Although there are many pieces of evidence for the potential association between hypothyroidism and proteinuria, the literature regarding proteinuria in hypothyroid patients remained restricted to just few case reports and studies. Connor A et al. described two cases of hypothyroidism-induced renal impairment as an initial finding. In these cases, thyroid hormone treatment provided nearly complete improvement in kidney function. The authors concluded that hypothyroidism could be an unheeded reason for renal impairment (26). In a recent case report of 2 patients with severe hypothyroidism (TSH > 100 U/L at diagnosis in both cases), the authors defined significant proteinuria greater than 1gr mg/day at presentation which gradually normalized over 4–6 months after starting replacement treatment (27). Chou et al demonstrated that serum creatinine decreased and GFR increased at 3 months after thyroxine replacement in hypothyroid patients (28). That GFR decreases in patients with hypothyroidism, which increases via levothyroxine treatment was revealed in some studies (29, 30). The decrease in GFR could be explained by a reduction in renal blood flow in hypothyroidism (31). Patients with reduced GFR have higher prevalence of subclinical or overt hypothyroidism (32, 33). A recent study found a decrease in proteinuria and creatine level with the levothyroxine treatment in hypothyroid patients with TSH greater than 50 µIU/mL. Proteinuria level decreased and creatinine levels increased via thyroid hormone treatment in our patients. Our results were very similar to results of the study in question however, there are some differences. We included milder degrees of hypothyroidism cases the lowest TSH level for our and abovementioned studies: 16 and 50 µIU/mL, respectively. Additionally, repeat biochemical measurements were performed at the time of euthyroidism in our study whereas they were not achieved in all subjects in the study in question. It is well-known that weight, blood pressure, cardiovascular markers ,and lipid parameters decrease via thyroid hormone treatment (34, 35). In our study, weight, waist circumference, systolic and diastolic blood pressures, lipid parameters, and CRP level decreased with treatment.

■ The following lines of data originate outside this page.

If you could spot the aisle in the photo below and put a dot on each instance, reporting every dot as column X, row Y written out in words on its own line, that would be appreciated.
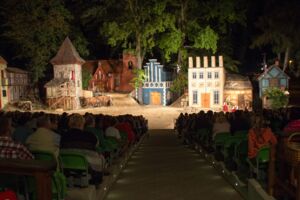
column 163, row 169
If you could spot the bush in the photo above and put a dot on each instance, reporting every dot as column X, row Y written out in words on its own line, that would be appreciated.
column 277, row 97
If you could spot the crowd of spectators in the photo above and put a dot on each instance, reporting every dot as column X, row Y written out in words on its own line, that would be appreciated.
column 101, row 138
column 265, row 128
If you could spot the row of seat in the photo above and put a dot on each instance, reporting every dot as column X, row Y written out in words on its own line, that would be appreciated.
column 232, row 149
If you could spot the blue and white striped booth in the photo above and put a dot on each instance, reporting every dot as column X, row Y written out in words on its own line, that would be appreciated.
column 156, row 88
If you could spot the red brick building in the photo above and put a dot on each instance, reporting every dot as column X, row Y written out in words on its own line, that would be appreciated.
column 111, row 75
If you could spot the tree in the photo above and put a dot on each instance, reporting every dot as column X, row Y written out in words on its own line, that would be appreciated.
column 195, row 27
column 277, row 97
column 139, row 78
column 35, row 28
column 131, row 23
column 280, row 28
column 86, row 77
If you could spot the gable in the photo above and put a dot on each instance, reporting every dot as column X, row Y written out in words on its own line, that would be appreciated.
column 273, row 72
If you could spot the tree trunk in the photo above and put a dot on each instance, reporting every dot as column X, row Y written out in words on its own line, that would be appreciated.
column 286, row 58
column 138, row 51
column 182, row 26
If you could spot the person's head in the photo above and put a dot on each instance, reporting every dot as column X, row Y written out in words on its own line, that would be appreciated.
column 5, row 126
column 43, row 122
column 258, row 121
column 76, row 121
column 89, row 120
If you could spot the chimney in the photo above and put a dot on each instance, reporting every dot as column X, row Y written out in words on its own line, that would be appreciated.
column 205, row 61
column 198, row 64
column 191, row 62
column 221, row 61
column 213, row 61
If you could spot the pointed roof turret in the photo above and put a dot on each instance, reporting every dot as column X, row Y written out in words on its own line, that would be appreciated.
column 67, row 54
column 2, row 61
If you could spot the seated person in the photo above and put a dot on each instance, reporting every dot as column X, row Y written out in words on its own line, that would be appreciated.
column 293, row 122
column 44, row 138
column 258, row 137
column 84, row 142
column 239, row 122
column 111, row 131
column 221, row 125
column 9, row 148
column 21, row 131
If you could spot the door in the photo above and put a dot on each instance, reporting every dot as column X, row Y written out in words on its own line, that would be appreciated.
column 205, row 100
column 241, row 101
column 155, row 98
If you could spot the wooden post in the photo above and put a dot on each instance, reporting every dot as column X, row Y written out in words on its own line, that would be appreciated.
column 271, row 170
column 298, row 183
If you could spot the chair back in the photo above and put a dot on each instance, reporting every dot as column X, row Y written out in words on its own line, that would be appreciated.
column 43, row 155
column 263, row 155
column 72, row 160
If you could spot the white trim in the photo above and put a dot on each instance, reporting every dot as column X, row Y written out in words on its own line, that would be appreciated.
column 152, row 68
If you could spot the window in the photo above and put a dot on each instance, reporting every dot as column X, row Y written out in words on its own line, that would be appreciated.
column 130, row 65
column 216, row 75
column 72, row 75
column 265, row 83
column 216, row 97
column 201, row 75
column 209, row 75
column 194, row 75
column 283, row 82
column 4, row 93
column 195, row 97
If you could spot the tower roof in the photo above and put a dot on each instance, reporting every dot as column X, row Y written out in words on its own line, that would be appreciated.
column 67, row 54
column 2, row 61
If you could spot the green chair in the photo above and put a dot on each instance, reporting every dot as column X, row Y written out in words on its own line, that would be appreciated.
column 59, row 189
column 261, row 161
column 75, row 167
column 240, row 153
column 220, row 139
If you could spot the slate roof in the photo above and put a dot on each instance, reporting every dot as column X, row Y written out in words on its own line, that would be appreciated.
column 269, row 69
column 67, row 54
column 56, row 82
column 91, row 66
column 237, row 82
column 2, row 61
column 16, row 70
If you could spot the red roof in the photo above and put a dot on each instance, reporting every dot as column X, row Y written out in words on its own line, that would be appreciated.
column 67, row 54
column 110, row 66
column 2, row 61
column 91, row 66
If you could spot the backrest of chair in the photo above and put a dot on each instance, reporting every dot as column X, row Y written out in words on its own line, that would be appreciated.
column 263, row 155
column 221, row 136
column 43, row 155
column 73, row 160
column 241, row 133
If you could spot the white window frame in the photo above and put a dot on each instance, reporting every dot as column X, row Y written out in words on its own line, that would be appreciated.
column 201, row 75
column 195, row 97
column 216, row 97
column 209, row 75
column 216, row 75
column 194, row 75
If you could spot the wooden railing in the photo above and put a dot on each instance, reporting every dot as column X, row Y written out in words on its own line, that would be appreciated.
column 40, row 170
column 277, row 182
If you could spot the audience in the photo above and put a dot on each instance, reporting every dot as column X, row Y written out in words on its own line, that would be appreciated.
column 8, row 147
column 259, row 136
column 44, row 138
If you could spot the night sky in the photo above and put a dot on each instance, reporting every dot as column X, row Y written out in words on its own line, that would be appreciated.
column 240, row 39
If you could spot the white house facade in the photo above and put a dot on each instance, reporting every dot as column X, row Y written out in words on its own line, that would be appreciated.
column 206, row 79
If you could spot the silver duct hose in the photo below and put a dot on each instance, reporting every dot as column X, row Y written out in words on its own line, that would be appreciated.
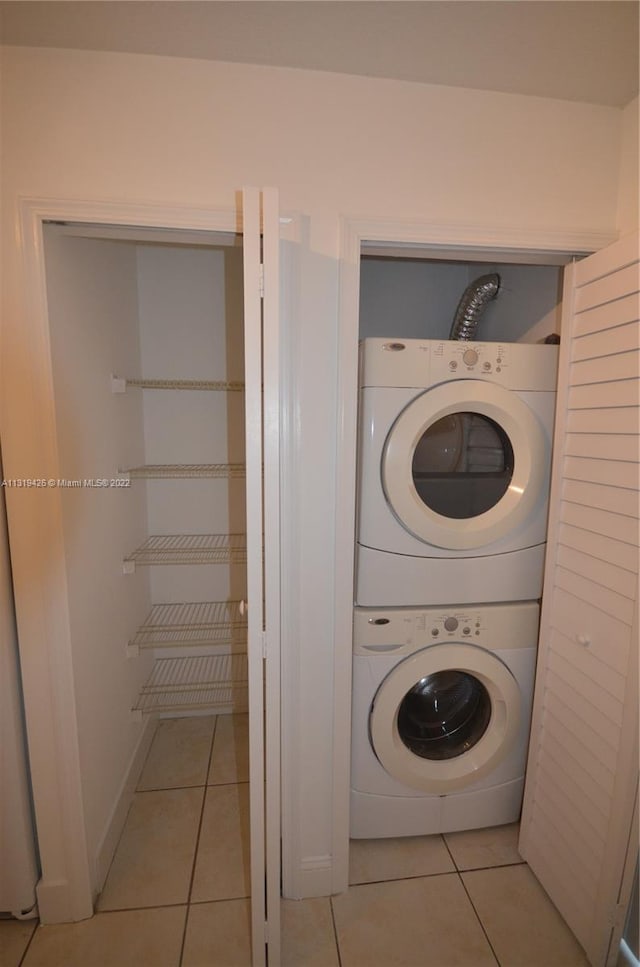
column 472, row 305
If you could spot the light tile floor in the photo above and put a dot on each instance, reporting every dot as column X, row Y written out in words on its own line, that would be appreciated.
column 177, row 892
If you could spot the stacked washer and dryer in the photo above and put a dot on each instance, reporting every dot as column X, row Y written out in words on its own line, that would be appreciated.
column 453, row 481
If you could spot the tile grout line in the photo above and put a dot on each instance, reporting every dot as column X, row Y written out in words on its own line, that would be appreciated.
column 29, row 942
column 195, row 853
column 479, row 919
column 335, row 929
column 464, row 887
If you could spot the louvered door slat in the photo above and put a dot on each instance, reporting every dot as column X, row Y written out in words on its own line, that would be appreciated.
column 594, row 676
column 610, row 421
column 603, row 446
column 613, row 525
column 556, row 789
column 617, row 500
column 620, row 339
column 607, row 316
column 607, row 289
column 582, row 770
column 608, row 549
column 603, row 369
column 601, row 572
column 606, row 395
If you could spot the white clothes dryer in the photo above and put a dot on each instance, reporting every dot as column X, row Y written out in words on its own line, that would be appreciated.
column 441, row 716
column 453, row 471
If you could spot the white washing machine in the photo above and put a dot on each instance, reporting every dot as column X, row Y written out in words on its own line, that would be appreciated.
column 454, row 462
column 441, row 716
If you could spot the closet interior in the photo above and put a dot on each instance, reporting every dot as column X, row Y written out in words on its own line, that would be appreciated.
column 414, row 295
column 146, row 332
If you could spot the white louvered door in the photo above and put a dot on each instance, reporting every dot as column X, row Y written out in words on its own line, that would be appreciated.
column 261, row 243
column 583, row 761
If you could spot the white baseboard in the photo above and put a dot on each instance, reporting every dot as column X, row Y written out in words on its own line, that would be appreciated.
column 313, row 878
column 111, row 836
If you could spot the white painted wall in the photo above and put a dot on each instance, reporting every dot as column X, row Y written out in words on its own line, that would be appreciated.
column 99, row 125
column 191, row 327
column 629, row 179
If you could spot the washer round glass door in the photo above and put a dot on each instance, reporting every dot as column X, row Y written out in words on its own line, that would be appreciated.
column 464, row 464
column 445, row 717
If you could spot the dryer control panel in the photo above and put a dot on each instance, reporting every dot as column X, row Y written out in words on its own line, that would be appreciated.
column 423, row 363
column 402, row 630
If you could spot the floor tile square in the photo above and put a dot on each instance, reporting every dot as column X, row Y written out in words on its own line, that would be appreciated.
column 14, row 937
column 524, row 927
column 230, row 756
column 179, row 754
column 130, row 938
column 218, row 935
column 308, row 937
column 222, row 865
column 154, row 859
column 422, row 922
column 477, row 849
column 371, row 860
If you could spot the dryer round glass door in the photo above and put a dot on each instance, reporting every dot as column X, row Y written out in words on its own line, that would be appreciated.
column 464, row 464
column 445, row 717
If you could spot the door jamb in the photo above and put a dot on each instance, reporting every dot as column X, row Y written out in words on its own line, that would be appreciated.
column 67, row 887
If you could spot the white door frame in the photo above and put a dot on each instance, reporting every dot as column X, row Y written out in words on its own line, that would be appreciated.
column 421, row 239
column 66, row 891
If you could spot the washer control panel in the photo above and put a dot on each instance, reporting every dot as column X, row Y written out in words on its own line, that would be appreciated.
column 403, row 630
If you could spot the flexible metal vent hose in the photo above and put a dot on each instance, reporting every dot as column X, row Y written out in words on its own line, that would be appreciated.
column 472, row 304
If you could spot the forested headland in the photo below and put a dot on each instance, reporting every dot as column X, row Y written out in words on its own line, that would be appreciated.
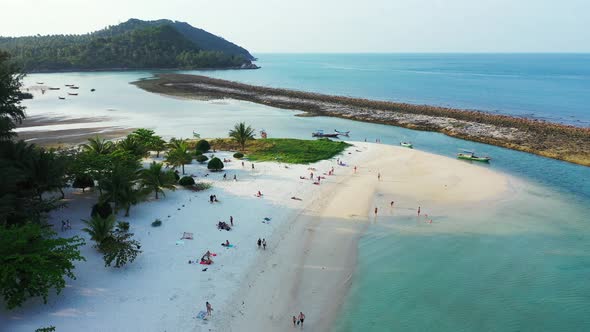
column 134, row 44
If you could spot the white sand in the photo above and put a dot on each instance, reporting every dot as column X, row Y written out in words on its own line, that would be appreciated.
column 307, row 265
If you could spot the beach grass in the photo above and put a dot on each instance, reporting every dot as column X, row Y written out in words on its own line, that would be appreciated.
column 286, row 150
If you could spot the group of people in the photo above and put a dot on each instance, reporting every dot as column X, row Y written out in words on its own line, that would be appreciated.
column 213, row 198
column 262, row 243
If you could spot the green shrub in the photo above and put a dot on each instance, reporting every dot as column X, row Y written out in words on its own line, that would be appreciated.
column 186, row 181
column 203, row 146
column 123, row 226
column 83, row 181
column 215, row 165
column 104, row 210
column 120, row 249
column 202, row 158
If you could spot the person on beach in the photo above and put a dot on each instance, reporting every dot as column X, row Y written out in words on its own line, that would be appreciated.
column 209, row 308
column 301, row 318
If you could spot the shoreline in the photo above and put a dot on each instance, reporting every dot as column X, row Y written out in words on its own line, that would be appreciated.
column 309, row 264
column 552, row 140
column 313, row 268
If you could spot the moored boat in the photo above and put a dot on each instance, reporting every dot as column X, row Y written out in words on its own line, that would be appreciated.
column 470, row 155
column 321, row 134
column 406, row 145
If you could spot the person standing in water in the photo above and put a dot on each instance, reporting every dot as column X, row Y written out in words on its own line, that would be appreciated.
column 209, row 308
column 301, row 318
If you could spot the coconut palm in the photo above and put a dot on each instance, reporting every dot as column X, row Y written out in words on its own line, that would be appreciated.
column 178, row 154
column 98, row 145
column 100, row 228
column 242, row 133
column 156, row 180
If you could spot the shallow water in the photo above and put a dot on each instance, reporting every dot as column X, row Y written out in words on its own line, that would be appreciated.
column 519, row 265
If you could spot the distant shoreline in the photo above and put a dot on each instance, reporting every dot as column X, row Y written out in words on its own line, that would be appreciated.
column 74, row 70
column 552, row 140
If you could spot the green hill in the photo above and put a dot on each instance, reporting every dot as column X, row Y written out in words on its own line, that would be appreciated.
column 134, row 44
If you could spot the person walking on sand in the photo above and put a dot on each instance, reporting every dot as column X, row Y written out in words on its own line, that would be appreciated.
column 301, row 318
column 209, row 308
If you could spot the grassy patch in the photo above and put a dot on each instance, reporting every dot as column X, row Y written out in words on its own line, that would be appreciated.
column 293, row 151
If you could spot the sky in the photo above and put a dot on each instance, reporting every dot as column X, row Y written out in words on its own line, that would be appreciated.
column 317, row 26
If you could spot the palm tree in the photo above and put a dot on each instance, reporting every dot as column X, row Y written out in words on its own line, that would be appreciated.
column 100, row 228
column 98, row 145
column 154, row 179
column 178, row 155
column 242, row 133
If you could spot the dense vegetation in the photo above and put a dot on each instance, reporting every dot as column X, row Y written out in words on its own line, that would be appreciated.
column 130, row 45
column 287, row 150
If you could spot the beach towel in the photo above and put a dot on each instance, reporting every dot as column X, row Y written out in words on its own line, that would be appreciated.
column 202, row 315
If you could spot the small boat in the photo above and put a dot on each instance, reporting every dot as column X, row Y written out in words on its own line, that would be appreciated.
column 320, row 133
column 470, row 155
column 343, row 133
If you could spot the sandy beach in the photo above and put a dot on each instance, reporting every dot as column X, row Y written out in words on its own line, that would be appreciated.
column 308, row 264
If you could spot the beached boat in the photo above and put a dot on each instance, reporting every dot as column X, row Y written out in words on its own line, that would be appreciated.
column 342, row 133
column 321, row 134
column 470, row 155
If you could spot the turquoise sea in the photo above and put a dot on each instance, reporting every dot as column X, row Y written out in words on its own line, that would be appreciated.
column 521, row 264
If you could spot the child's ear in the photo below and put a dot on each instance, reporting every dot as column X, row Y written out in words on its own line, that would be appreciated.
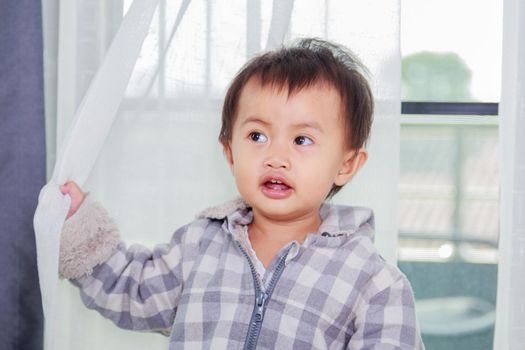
column 226, row 147
column 352, row 162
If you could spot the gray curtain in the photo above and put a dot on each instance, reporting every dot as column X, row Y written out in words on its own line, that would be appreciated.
column 22, row 171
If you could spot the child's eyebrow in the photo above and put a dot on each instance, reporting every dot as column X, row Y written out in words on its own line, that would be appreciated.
column 305, row 125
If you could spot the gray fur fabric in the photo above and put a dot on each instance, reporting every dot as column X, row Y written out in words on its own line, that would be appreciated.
column 89, row 237
column 223, row 210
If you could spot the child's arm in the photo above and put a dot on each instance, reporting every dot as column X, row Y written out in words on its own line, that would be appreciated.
column 136, row 288
column 387, row 319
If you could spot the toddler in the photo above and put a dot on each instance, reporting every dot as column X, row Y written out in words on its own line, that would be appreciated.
column 279, row 268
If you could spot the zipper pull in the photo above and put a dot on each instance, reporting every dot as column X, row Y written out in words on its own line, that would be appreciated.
column 261, row 301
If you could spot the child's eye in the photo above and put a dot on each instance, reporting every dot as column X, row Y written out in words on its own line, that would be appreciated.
column 258, row 137
column 303, row 141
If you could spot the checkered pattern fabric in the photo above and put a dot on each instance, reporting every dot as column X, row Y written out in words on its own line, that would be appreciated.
column 335, row 292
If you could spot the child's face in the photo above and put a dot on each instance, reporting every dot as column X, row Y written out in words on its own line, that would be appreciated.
column 286, row 152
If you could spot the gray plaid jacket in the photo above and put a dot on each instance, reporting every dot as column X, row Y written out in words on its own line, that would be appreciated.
column 334, row 291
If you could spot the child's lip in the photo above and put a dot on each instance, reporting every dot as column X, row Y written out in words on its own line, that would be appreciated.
column 277, row 177
column 276, row 191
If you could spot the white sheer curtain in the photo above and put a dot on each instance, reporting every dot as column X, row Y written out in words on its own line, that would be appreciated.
column 510, row 321
column 161, row 162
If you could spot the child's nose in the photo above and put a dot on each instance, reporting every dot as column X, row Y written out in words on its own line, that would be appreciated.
column 278, row 157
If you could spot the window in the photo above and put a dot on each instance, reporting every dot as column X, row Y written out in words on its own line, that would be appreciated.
column 449, row 167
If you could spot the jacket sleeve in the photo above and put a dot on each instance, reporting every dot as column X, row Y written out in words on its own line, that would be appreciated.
column 387, row 320
column 136, row 288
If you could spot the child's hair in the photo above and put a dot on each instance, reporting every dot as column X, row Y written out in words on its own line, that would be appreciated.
column 308, row 62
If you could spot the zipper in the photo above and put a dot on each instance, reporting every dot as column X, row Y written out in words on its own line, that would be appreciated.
column 261, row 299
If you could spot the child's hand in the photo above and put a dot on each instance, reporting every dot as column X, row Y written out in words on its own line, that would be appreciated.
column 76, row 194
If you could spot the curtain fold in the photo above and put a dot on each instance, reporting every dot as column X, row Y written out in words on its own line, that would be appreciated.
column 161, row 162
column 510, row 319
column 22, row 172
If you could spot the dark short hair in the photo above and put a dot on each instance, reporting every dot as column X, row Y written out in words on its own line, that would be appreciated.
column 308, row 62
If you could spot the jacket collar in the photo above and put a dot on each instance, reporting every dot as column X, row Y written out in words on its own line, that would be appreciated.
column 337, row 220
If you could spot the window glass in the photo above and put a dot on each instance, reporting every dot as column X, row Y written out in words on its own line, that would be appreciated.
column 451, row 50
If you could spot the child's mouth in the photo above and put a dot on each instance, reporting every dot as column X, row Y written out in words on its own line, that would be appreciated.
column 276, row 185
column 276, row 189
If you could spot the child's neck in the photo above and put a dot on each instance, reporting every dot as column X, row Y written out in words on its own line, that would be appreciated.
column 269, row 236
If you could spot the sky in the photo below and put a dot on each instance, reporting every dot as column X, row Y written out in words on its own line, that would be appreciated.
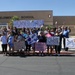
column 59, row 7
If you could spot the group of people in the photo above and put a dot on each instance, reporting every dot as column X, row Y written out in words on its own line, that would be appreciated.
column 12, row 34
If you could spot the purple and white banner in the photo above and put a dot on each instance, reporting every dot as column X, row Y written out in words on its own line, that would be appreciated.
column 40, row 46
column 28, row 23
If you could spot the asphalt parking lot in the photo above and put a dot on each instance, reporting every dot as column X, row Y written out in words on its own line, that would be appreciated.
column 37, row 65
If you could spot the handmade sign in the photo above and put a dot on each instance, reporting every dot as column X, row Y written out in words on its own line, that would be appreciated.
column 70, row 42
column 53, row 41
column 40, row 46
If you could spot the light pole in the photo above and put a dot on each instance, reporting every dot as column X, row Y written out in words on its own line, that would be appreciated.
column 56, row 23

Being a single-center study, the absence of a great sample size and a control group are the limitations of our study.
In conclusion, thyroid hormones affect development, structure, and hemodynamics of kidney, GFR, the function of several transport systems throughout the nephron, and sodium and water homeostasis. Fortunately, most of the renal manifestations of hypothyroidism are reversible with treatment. Hypothyroidism may lead to a decrease in GFR, hence evaluating thyroid hormone levels should take into consideration for patients with unexplained elevations in serum creatinine. Additionally, urinary protein amount and plasma creatinine decreased via thyroid hormone replacement in patients with hypothyroidism. According to our findings, hypothyroidism might be a new risk factor for kidney dysfunction, which is reversible and often unmined. Investigation of underlying mechanisms and longer follow-up of hypothyroid patients may provide a more logical interpretation of these observations.